Note that while generational analyses are most meaningful during periods of rapid economic, social and cultural change, these don’t need to be periods of economic growth or social liberalisation. Periods of decline and illiberalism could create equally drastic shifts in values and behaviour along generational lines.
Returning to the West, though their lifelong access to the Internet is the implicit reason why millennials (or digital natives) are thought different from previous generations, its differential availability to younger people is only marginal. Grandparents are capable users of Skype and social media (though their tastes are undoubtedly different — hence the much noted Snapchat-Twitter divide.) More meaningful generational divides may well be the kind witnessed in Japan during the economic stagnation and increased unemployment of the ’90s and 2000s, or in the United States now, as student debt rises, home ownership declines, pharmaceutical-induced morbidity spreads, obesity rises and life expectancy drops.

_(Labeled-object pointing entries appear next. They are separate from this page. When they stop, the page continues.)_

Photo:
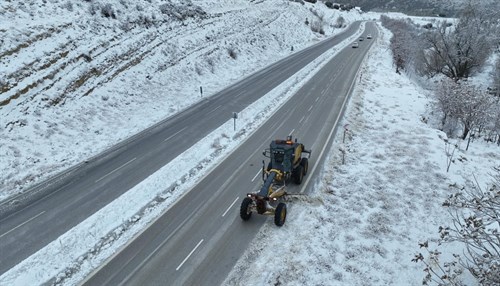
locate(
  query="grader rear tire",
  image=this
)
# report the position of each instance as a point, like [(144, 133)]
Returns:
[(298, 175), (305, 164), (245, 211)]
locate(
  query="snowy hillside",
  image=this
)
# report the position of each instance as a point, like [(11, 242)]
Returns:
[(75, 83), (96, 72), (364, 220)]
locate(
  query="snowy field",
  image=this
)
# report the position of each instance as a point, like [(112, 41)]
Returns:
[(363, 221), (75, 83), (360, 225)]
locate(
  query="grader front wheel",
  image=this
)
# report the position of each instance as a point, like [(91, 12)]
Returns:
[(245, 209), (280, 214)]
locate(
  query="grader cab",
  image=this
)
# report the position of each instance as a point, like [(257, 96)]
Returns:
[(286, 163)]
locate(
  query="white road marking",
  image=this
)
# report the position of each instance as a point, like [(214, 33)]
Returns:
[(216, 108), (116, 169), (189, 255), (21, 224), (258, 173), (230, 206), (174, 134)]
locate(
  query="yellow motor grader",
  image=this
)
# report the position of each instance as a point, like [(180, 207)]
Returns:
[(286, 163)]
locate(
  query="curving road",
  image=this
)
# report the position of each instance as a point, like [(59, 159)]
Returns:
[(35, 218), (198, 240)]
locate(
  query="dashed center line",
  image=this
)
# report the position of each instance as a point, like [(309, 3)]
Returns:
[(235, 200), (116, 169), (22, 224), (174, 134), (256, 175), (189, 255), (216, 108)]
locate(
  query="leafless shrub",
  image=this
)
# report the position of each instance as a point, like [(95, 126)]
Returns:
[(469, 105), (232, 53), (475, 225), (403, 43), (317, 27), (459, 50), (211, 64), (108, 11), (68, 6), (340, 23)]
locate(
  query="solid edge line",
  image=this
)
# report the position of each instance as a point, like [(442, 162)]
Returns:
[(189, 255), (349, 93)]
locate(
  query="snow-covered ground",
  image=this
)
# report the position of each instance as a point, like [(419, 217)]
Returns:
[(75, 83), (361, 224)]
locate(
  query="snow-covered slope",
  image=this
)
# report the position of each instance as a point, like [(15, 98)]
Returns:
[(361, 224), (74, 82)]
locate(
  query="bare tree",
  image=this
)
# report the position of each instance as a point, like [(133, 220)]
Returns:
[(458, 50), (403, 44), (476, 225), (468, 104)]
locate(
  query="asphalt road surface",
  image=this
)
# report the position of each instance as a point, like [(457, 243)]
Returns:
[(35, 218), (198, 240)]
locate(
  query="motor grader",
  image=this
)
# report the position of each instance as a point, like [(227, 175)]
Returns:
[(286, 164)]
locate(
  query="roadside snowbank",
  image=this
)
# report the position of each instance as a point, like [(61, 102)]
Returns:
[(71, 257), (362, 223)]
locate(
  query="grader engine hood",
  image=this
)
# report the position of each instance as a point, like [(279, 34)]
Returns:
[(264, 190)]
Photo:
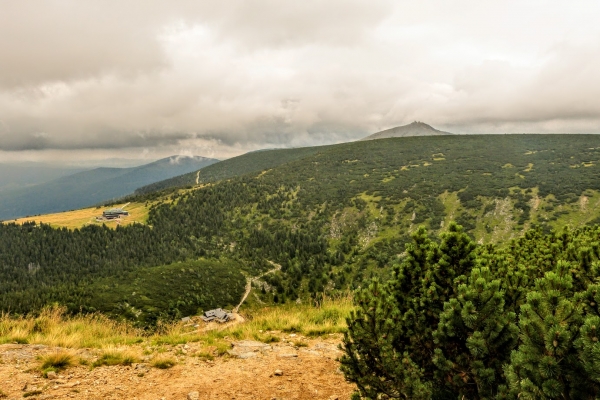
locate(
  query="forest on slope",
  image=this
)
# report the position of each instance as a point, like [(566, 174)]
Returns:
[(332, 216)]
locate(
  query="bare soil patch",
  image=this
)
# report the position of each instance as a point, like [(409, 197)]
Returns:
[(308, 371)]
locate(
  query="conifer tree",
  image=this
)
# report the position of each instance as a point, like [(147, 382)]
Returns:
[(474, 338), (389, 346), (379, 343), (547, 364)]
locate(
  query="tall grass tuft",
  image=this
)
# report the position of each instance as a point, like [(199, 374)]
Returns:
[(114, 356), (53, 327)]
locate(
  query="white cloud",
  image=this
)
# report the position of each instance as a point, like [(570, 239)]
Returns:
[(223, 78)]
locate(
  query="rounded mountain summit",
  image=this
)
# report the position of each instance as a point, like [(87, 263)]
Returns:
[(413, 129)]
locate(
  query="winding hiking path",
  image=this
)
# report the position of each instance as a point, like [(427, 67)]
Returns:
[(250, 280)]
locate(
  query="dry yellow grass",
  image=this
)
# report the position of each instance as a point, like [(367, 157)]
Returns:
[(53, 328), (138, 213)]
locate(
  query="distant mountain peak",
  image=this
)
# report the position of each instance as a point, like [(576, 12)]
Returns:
[(416, 128)]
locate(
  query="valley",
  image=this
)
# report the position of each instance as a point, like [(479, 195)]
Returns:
[(332, 220)]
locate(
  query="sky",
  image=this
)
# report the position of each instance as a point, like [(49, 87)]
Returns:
[(147, 79)]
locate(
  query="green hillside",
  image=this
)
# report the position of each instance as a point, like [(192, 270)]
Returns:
[(87, 188), (245, 164), (331, 216)]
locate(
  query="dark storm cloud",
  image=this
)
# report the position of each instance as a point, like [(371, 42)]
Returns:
[(228, 77)]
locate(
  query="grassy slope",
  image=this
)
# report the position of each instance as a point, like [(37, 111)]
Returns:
[(138, 213), (245, 164)]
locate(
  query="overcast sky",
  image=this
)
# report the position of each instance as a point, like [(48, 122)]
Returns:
[(146, 79)]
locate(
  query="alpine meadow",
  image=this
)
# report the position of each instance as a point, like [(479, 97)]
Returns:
[(474, 259)]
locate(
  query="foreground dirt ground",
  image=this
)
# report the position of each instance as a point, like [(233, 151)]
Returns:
[(277, 371)]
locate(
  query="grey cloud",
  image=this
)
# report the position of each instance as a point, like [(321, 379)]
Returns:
[(235, 76)]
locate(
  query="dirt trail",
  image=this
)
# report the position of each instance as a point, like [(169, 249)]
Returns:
[(307, 373), (249, 282)]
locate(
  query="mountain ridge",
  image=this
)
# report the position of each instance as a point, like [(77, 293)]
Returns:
[(87, 188), (415, 128)]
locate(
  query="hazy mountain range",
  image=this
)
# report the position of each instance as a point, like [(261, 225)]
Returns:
[(83, 188), (413, 129)]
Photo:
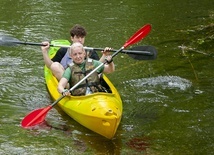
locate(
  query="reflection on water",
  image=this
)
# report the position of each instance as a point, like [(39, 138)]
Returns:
[(168, 103)]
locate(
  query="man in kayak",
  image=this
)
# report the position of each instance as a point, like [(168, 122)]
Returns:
[(60, 61), (80, 68)]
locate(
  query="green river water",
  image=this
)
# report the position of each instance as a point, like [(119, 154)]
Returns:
[(168, 103)]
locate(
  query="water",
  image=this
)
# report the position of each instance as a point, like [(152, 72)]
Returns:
[(168, 102)]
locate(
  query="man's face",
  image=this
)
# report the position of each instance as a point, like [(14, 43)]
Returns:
[(78, 39)]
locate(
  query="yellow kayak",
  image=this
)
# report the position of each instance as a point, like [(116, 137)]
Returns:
[(99, 112)]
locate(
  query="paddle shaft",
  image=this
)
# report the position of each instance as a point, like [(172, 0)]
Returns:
[(139, 35)]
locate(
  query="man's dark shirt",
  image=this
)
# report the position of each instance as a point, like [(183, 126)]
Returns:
[(62, 51)]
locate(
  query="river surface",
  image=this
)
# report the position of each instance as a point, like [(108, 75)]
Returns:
[(168, 103)]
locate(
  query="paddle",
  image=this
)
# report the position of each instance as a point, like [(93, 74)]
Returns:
[(37, 116), (140, 53)]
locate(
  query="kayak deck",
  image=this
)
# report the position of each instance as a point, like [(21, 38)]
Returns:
[(99, 112)]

Where more data are available (collected through, for instance, online behaviour) we may have more sophisticated ways of segmenting populations — infinite combinations of variables like your home address, Amazon purchase history and last three Spotify plays. Yet we shouldn’t be surprised if these data align with and elucidate generational divides, though they may be subtler than those that came before. In markets where more sophisticated data are not available, and things are changing fast, generations are likely to remain a useful proxy for values and behaviour, though it would be foolish to think they align with the West’s Boomers, Gen Xs and millennials.